Car carriers add capacity as trade outlook worsens

Owners are tempering expectations as flat growth and scrapping come into play

The car carrier fleet this year is expected to see the highest number of newbuilding deliveries since 2012.

Fleet growth comes as volumes of overseas vehicle shipments into the largest market, North America, return to pre-recession levels.

But shipowners are tempering expectations for further growth as North American car buying appears to be hitting a peak. In addition, US president Donald Trump’s new administration adds new risk to trade.

Ari Marjamaa, head of market intelligence at Wallenius Wilhelmsen Logistics, says the market has a lot of capacity to absorb in 2017. But scrapping and delays in newbuilding orders should help overall fleet balances in coming years.

This year “is not going to do us any favours in terms of the orderbook”, says Marjamaa. “But it does seem to better going forward.”

Clarksons’ data shows there are 35 newbuildings for delivery this year, one short of 2012’s total. In terms of car equivalent units, those newbuildings represent capacity growth of just over 6%.

Italy’s Grimaldi Group accounts for the largest number of newbuildings ordered with seven set for delivery this year.

South Korea’s Hyundai Glovis and Sweden’s Wallenius Lines are each expected to take in four newbuildings.

The new vessels coincide with six years of growth for overseas auto imports into the US. In 2015, imports hit 3.97 million vehicles, surpassing the previous high of 3.61 million in 2008, according to the US Department of Commerce.

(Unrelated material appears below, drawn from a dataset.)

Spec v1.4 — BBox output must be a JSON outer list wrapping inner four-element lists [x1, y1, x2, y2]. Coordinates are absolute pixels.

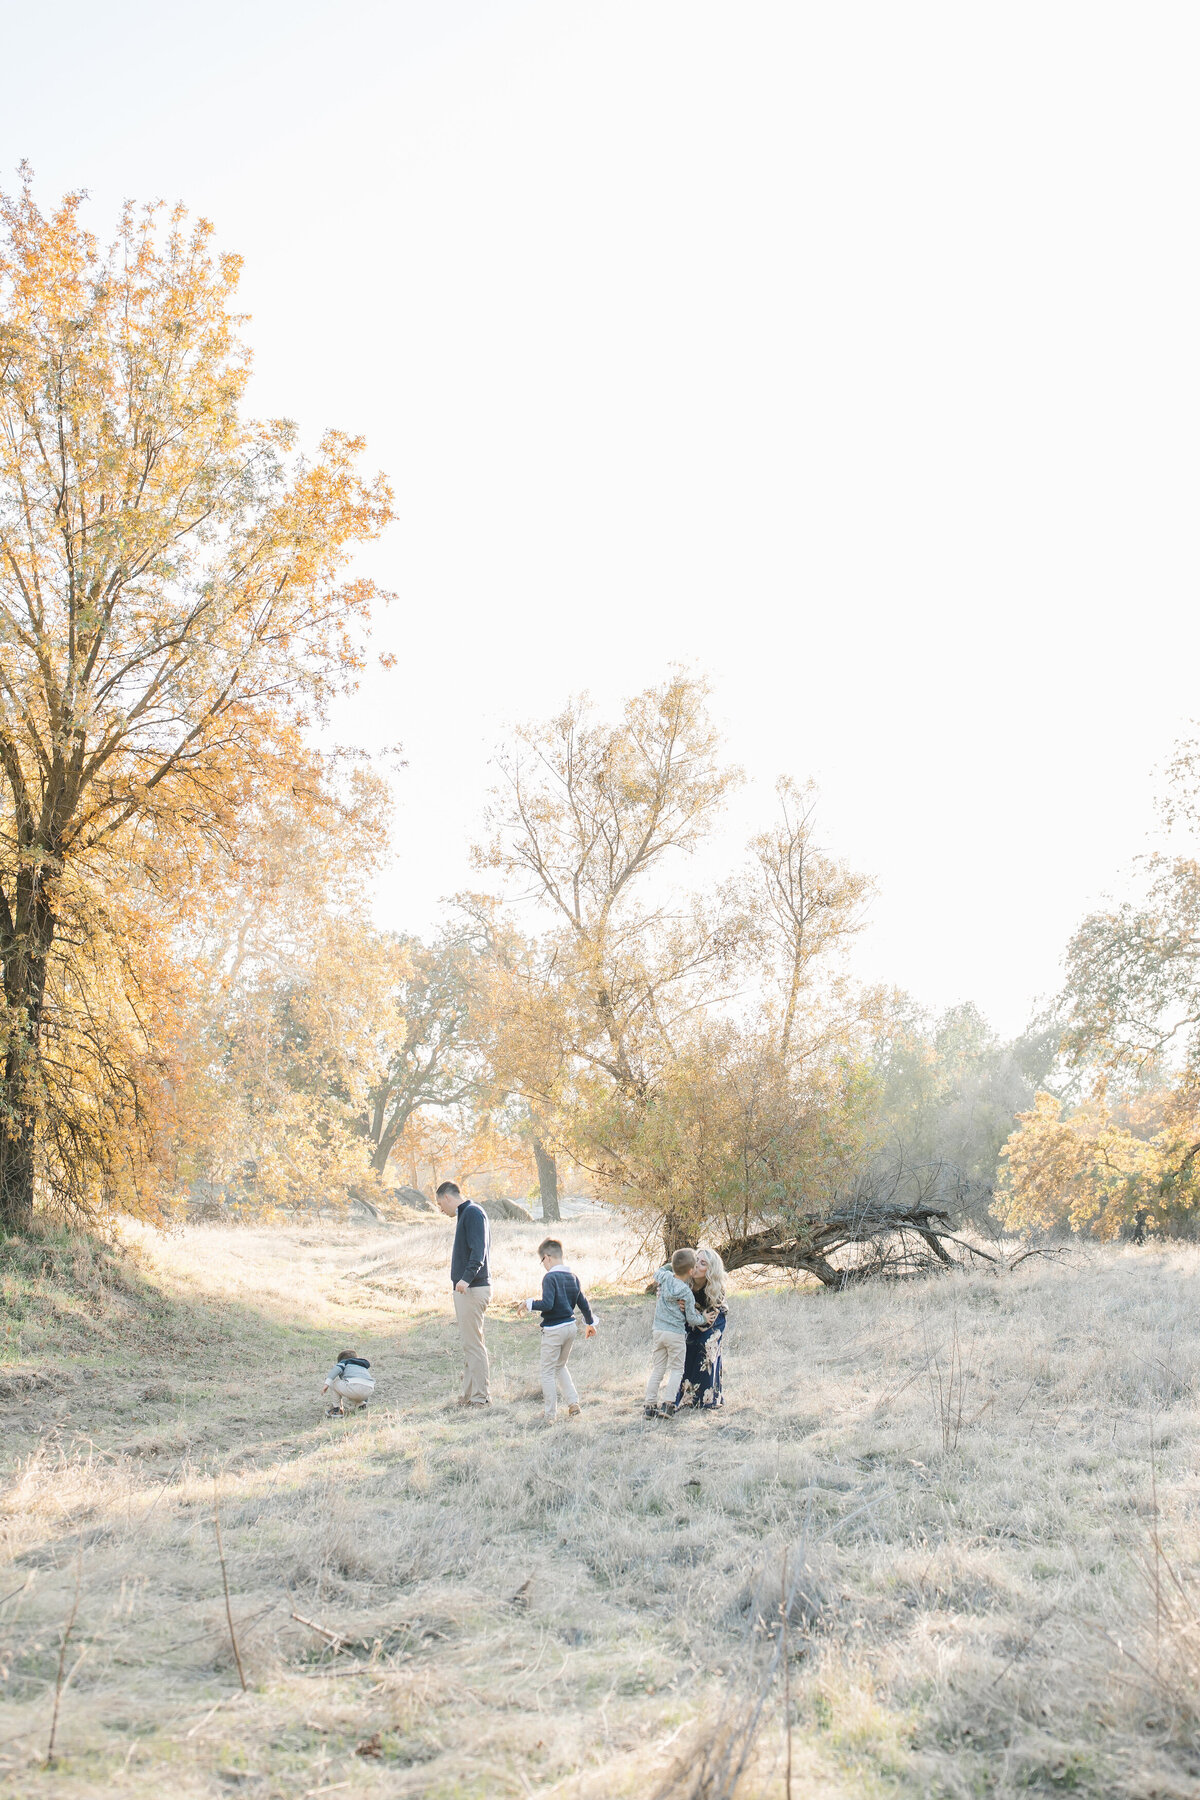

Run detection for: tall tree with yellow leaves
[[473, 676, 885, 1265], [474, 674, 742, 1247], [0, 175, 393, 1229]]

But that growth is tapering. Unit volumes into the US for the first nine months of last year were 2.93 million, equal to the number of units delivered over the same period in 2015.

“We don’t expect [US imports] to grow much further,” Marjamaa said. “The potency of the market is reduced compared to what it was four or five years ago.”

Niklas Carlen, analyst at consultancy Maritime Strategies International, says seaborne volumes into the US market are expected to slow due to new auto plants in the US and Mexico that ship overland. The push to boost US manufacturing and the potential for tariffs on imported goods threatens overseas imports more.

“There’s going to be a risk if you see more punitive measures taken against imports,” Carlen said.

Marjamaa, who says Wallenius Wilhelmsen vessels have about 20% share of transatlantic voyages to North America, says current trade talks are “making people jittery”. But he sees more posturing than real threats to trade.

“I don’t think anyone really wants to undercut trade, because it’s a two-way game. You wouldn’t expect to have a one-way trade war,” he said.

More US manufacturing could mean more exports, Marjamaa says. He expects US exports to grow from one million units to about 1.3 million units over the next five years. In addition, Mexico’s auto manufacturing capacity could see more overseas exports should the US market close.

Those offsets to flattening US imports, and recovery in other markets, should drive long-term global demand growth for deep-sea transport of cars of about 2%, which would be ideal fleet growth, Marjamaa says.

Hitting that mark will require more scrapping, particularly of smaller vessels, Carlen says. Last year was the third highest ever for scrapping, with just over 20 ships, representing 4% of capacity.

Marjamaa adds that scrapping should see similar levels this year. Along with delayed or cancelled newbuildings, supply and demand balances should right themselves, he says.

“There is quite a bit of slippage in fleet delivery,” Marjamaa said. “It seems that owners are keen to postpone deliveries.”